TC Energy has restarted a portion of the pipeline. On Wednesday, December 14, a week after the shutdown, the company restarted the pipeline section that extends from Hardisty, Alberta to Wood River/Patoka, Illinois. According to a statement from TC Energy, “This restart facilitates safe transportation of the energy that customers and North Americans rely on.”
The statement also indicates the portion of the pipeline where the leak occurred remains sealed, “The affected segment of the Keystone Pipeline System remains safely isolated as investigation, recovery, repair and remediation continues to advance. This segment will not be restarted until it is safe to do so and when we have regulatory approval from PHMSA (Pipeline and Hazardous Materials Safety Administration).”
A complication of the cleanup is the nature of the spill which consists of “diluted bitumen.” This has been confirmed by the Environmental Protection Agency (EPA).
According to the American Petroleum Institute, “One of the types of crude oil derived from the Canadian oil sands is bitumen, a heavy, sour oil. Bitumen would not flow through a pipeline efficiently, so it is mixed with diluents to be readied for pipeline transportation as diluted bitumen, or ‘dilbit.’ Diluents are usually natural gas condensate, naphtha or a mix of other light hydrocarbons.”
Bitumen doesn’t float on water, the way crude oil does, making recovery of the oil more difficult.
The EPA reported last week, “Response statistics also indicate that four deceased mammals have been recovered, along with 71 fish. Wildlife assessment crews are continuing their assessment observations of impacted wildlife. All deceased and impacted wildlife are being assessed by biologists with the Kansas Department of Wildlife and Parks (KDWP).”
The site of the spill remains off-limits to the public. A number of early news reports featured photos and video taken from a drone flying over the site. Since that time, airspace over the site has been restricted, according to the Federal Aviation Administration. The restriction was originally scheduled to end Monday, December 19, but was later extended until Wednesday, December 21.
FJN reached out to TC Energy and asked the reason for the restriction. A spoke person responded, “Clearing the airspace is critical for the safety and security of the pilots conducting ongoing monitoring as well as the working crew on the ground.
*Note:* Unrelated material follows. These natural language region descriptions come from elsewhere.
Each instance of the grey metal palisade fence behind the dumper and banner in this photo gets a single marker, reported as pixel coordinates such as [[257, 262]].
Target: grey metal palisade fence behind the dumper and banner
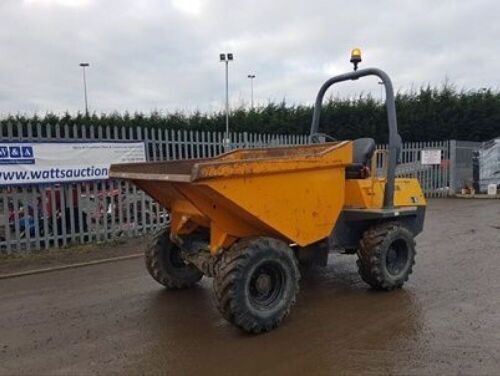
[[37, 217]]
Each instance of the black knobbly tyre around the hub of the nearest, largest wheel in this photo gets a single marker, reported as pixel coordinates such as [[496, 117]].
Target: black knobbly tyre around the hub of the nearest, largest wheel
[[231, 263]]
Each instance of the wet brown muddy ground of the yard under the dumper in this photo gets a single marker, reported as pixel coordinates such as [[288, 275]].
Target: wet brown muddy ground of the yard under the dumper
[[114, 319]]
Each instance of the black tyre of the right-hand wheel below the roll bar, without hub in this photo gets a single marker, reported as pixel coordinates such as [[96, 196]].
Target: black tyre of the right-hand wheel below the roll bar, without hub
[[370, 255]]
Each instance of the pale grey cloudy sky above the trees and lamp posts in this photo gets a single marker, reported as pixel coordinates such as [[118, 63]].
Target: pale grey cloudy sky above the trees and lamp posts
[[163, 54]]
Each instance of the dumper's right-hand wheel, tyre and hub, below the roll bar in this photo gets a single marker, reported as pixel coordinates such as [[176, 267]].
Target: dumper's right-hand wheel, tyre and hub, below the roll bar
[[387, 255]]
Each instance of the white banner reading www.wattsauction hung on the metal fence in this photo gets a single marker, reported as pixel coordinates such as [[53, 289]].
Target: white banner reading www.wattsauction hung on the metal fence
[[32, 163]]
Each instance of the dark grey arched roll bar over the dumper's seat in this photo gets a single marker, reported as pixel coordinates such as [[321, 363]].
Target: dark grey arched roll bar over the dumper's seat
[[394, 137]]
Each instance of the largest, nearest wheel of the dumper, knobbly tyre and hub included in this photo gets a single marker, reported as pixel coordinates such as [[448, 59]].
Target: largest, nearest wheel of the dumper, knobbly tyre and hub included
[[256, 283]]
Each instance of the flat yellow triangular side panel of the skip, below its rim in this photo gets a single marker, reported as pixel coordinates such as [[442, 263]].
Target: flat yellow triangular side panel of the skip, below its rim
[[302, 206]]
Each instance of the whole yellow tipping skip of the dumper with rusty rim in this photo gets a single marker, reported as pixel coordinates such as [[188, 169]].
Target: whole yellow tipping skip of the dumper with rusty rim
[[295, 193]]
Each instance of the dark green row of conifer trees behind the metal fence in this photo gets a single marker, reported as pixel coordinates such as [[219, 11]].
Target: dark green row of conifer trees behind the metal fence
[[426, 114]]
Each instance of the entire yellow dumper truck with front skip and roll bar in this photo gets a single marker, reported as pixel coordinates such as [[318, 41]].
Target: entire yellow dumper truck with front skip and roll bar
[[247, 218]]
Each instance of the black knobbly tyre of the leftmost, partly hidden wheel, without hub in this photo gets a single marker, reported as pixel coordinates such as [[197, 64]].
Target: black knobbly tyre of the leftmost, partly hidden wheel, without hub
[[159, 270]]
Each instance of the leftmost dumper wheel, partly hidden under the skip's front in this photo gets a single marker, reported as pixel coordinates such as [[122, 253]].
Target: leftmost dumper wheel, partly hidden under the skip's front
[[165, 264]]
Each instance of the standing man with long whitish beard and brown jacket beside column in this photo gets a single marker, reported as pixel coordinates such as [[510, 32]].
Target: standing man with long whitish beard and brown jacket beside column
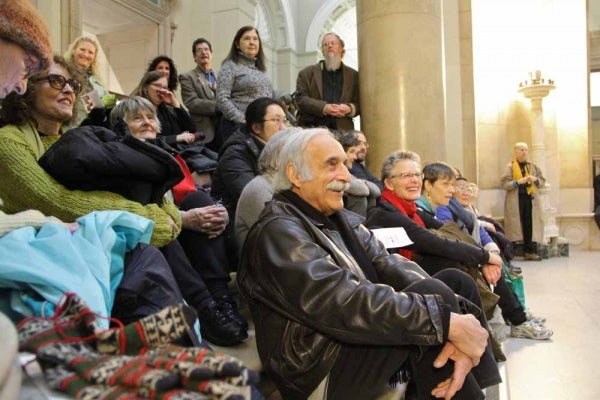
[[327, 93]]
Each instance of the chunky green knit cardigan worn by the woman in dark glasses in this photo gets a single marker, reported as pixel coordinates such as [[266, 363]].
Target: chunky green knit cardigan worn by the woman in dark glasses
[[25, 185]]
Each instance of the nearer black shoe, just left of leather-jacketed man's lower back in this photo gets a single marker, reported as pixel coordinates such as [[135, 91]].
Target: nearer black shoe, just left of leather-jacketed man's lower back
[[218, 328]]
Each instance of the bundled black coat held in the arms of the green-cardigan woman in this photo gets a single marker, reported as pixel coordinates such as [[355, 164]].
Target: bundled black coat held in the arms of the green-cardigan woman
[[95, 158]]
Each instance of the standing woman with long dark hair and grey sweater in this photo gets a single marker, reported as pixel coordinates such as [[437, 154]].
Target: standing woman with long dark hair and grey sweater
[[242, 79]]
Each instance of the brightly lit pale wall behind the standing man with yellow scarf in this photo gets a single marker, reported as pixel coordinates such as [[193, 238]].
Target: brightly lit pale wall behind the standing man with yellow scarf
[[508, 42]]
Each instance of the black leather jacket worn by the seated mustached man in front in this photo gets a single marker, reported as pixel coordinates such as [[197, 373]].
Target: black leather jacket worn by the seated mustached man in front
[[307, 296]]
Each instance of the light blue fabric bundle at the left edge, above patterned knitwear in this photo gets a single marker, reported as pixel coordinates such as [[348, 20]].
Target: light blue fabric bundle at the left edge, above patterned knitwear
[[46, 263]]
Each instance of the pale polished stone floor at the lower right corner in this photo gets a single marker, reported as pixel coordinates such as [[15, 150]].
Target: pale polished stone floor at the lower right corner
[[567, 292]]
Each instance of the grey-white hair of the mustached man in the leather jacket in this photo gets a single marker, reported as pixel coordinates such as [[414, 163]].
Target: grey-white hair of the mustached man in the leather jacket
[[294, 152]]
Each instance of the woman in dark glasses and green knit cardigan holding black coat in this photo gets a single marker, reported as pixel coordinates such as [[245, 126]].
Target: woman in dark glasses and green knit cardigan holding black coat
[[25, 135]]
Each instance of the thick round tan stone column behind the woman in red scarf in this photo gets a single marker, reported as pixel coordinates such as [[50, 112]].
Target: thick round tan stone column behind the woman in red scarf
[[401, 83]]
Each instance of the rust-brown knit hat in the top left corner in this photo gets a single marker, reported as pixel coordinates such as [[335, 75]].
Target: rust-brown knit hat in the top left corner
[[22, 24]]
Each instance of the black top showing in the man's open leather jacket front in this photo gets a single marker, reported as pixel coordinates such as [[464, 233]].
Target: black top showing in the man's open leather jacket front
[[335, 222]]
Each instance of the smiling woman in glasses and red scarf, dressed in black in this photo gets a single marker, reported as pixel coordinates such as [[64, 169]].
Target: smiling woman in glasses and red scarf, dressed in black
[[403, 180]]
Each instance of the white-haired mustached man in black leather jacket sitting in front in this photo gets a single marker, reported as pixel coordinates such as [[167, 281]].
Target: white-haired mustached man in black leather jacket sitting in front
[[337, 316]]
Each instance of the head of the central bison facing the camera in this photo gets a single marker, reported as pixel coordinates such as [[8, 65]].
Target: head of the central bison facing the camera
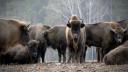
[[75, 24]]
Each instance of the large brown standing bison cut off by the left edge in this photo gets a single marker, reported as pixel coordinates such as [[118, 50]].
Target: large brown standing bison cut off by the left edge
[[12, 32]]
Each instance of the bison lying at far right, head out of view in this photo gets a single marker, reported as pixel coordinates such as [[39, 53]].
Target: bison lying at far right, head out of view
[[117, 56]]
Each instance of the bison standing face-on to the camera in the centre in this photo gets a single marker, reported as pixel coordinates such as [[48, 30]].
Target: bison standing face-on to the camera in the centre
[[76, 37]]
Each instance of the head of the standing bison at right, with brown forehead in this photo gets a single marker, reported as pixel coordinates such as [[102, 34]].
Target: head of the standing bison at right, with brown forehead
[[117, 32]]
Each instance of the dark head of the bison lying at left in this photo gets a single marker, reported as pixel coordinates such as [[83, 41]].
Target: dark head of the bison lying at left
[[33, 48]]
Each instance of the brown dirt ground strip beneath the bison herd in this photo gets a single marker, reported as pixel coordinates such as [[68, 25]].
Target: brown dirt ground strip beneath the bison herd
[[60, 67]]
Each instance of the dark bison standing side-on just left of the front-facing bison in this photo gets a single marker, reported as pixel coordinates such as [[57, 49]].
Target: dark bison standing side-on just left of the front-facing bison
[[55, 38]]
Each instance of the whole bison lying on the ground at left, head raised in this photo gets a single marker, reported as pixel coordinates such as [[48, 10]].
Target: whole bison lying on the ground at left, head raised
[[21, 54]]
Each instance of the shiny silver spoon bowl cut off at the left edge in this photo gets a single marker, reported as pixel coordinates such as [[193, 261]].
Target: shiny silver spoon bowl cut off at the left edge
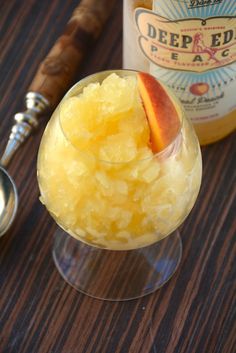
[[8, 201]]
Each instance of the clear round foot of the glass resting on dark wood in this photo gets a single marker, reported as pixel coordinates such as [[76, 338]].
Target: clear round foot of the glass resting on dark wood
[[116, 275]]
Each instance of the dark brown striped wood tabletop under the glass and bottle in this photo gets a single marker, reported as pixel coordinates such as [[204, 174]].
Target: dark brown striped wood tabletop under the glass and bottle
[[39, 313]]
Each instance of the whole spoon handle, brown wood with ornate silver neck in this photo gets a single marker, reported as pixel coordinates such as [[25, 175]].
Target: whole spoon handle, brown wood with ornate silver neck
[[57, 71]]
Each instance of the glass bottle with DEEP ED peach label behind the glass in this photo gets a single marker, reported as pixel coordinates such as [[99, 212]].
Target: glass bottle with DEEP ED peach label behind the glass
[[191, 46]]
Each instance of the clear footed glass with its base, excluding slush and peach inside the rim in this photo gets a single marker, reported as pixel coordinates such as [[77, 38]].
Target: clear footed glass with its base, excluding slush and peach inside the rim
[[117, 238]]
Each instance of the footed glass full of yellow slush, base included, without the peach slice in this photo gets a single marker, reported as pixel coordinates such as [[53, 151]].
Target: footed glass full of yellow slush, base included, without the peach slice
[[117, 203]]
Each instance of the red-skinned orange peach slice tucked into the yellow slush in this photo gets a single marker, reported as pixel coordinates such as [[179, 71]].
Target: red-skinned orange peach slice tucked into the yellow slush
[[161, 113]]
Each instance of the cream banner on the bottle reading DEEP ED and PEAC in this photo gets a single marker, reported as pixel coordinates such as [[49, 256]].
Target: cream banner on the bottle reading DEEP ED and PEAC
[[194, 44]]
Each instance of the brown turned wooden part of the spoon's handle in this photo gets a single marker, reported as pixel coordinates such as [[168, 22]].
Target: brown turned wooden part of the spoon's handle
[[58, 69]]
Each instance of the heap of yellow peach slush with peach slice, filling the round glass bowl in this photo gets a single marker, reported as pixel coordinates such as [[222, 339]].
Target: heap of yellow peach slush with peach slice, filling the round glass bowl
[[103, 175]]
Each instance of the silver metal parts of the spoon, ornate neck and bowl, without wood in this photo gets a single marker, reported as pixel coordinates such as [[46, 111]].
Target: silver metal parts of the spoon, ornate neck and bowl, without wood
[[25, 123]]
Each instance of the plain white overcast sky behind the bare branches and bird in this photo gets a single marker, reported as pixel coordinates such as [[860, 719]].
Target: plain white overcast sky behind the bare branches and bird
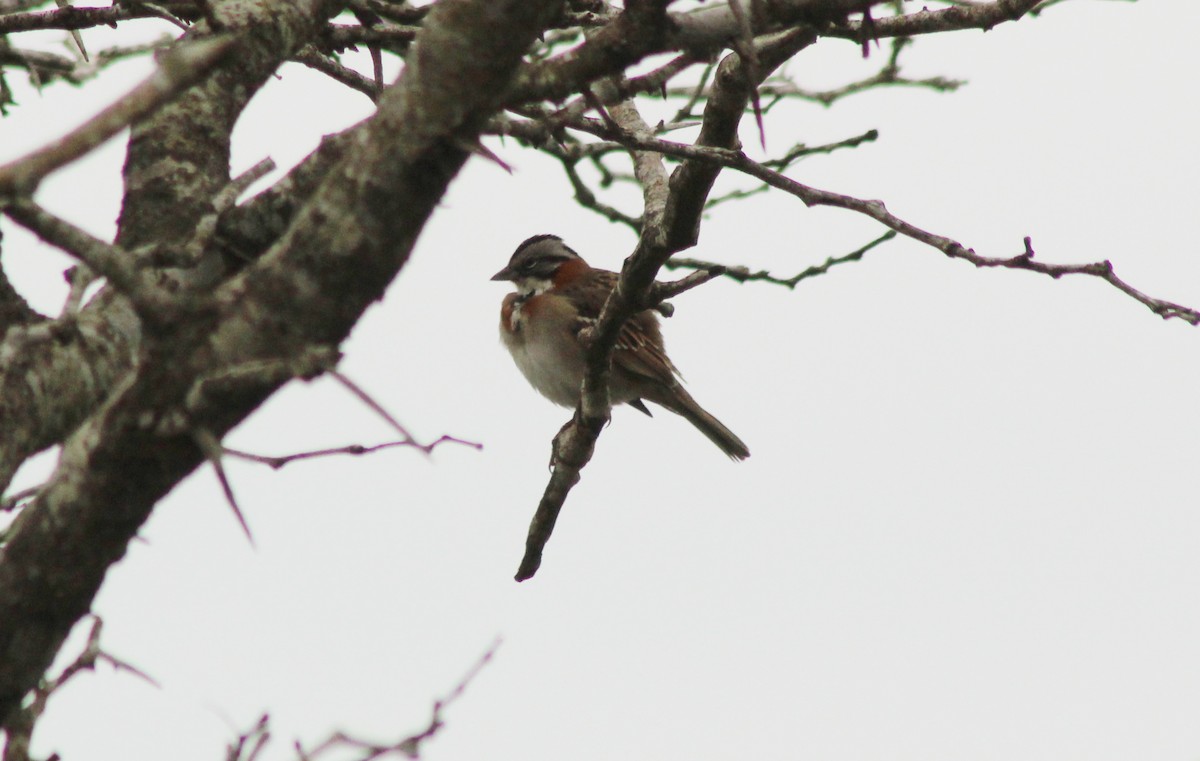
[[969, 529]]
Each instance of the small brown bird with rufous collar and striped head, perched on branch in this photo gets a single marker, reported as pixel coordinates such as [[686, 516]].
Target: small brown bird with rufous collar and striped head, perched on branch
[[557, 296]]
Crews are working around the clock on the incident and need to be distraction-free.”
When asked if the restriction is likely to be extended again, TC Energy said, “We will evaluate as we continue our response. Our focus continues to be the health and safety of on-site staff and personnel, the surrounding community, and mitigating risk to the environment.”
As of press time, no cause for the spill has been cited. The investigation is ongoing.